Bearing the brunt of the Israeli onslaught is the country’s many McDonald’s franchises. There are over 200 McDonald’s outlets presently in Malaysia. They employ over 12,000 workers of which the majority are Muslims. Plans to increase the number of outlets to 500 are in the pipeline. This year McDonald’s has invested RM185 million to open 24 new restaurants and renovate 29.
The planned boycott of McDonald’s on Wednesday, August 8, was spurred by an online campaign on the Internet. It was to start from 7am to 7pm daily until Israel leaves Palestine. An outlet in Dungun and Kerteh, Terengganu suffered over 80 per cent losses due to the campaign largely through Facebook. Their workers were threatened with bodily harm and had to move around incognito.

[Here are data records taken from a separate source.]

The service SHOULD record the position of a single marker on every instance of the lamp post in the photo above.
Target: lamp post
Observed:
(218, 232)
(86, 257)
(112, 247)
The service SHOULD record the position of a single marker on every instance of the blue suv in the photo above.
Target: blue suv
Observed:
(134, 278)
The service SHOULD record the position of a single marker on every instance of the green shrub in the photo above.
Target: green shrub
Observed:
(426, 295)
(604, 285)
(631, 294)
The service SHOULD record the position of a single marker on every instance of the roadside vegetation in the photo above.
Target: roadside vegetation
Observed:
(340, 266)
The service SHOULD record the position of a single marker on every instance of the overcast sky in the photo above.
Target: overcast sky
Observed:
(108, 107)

The scene at a friend’s raya open house recently was similar although not in intensity. My host, a former army mate, was at his best explaining the benefits derived from boycotting American companies and American-made products and goods. The lemang and rendang seemed to have the better of him as his ramblings soon drifted to Esso/Mobil, Shell and ProJET. His reasoning, I gathered, was fuelled by fears of a possible petrol price hike coming our way. He recommended a boycott of these petrol stations.
ProJET, incidentally, is an American-owned petroleum company that became operational in Klang Valley in 1999. In 2007, Royal Dutch Shell PLC acquired all of ProJET stations and had them remodelled into Shell stations.
I told him that boycotting the petrol stations would not work as our petrol prices are being determined by the government. Moreover, Malaysia does not practise a free market economy like countries in the West. Prices of petrol and diesel are not being dictated by market forces but rather by subsidies provided by the government to keep prices affordable for Malaysians. The ones to suffer, should a boycott be instituted, would be the franchisees (the petrol pump owners) and end-users like you and me, to an extent.
The same applies to McDonald’s as is evidenced by the plunge in sales at the Dungun and Kerteh outlets. Owners of both outlets had pleaded with locals to reconsider their threat as it is detrimental to Malaysians themselves.
It took a while for him to comprehend my point of view but not without hesitation. There will be those who will blindly follow a dictate however silly it may be. They refuse to listen to reasoning believing that they are always right. Can we blame them?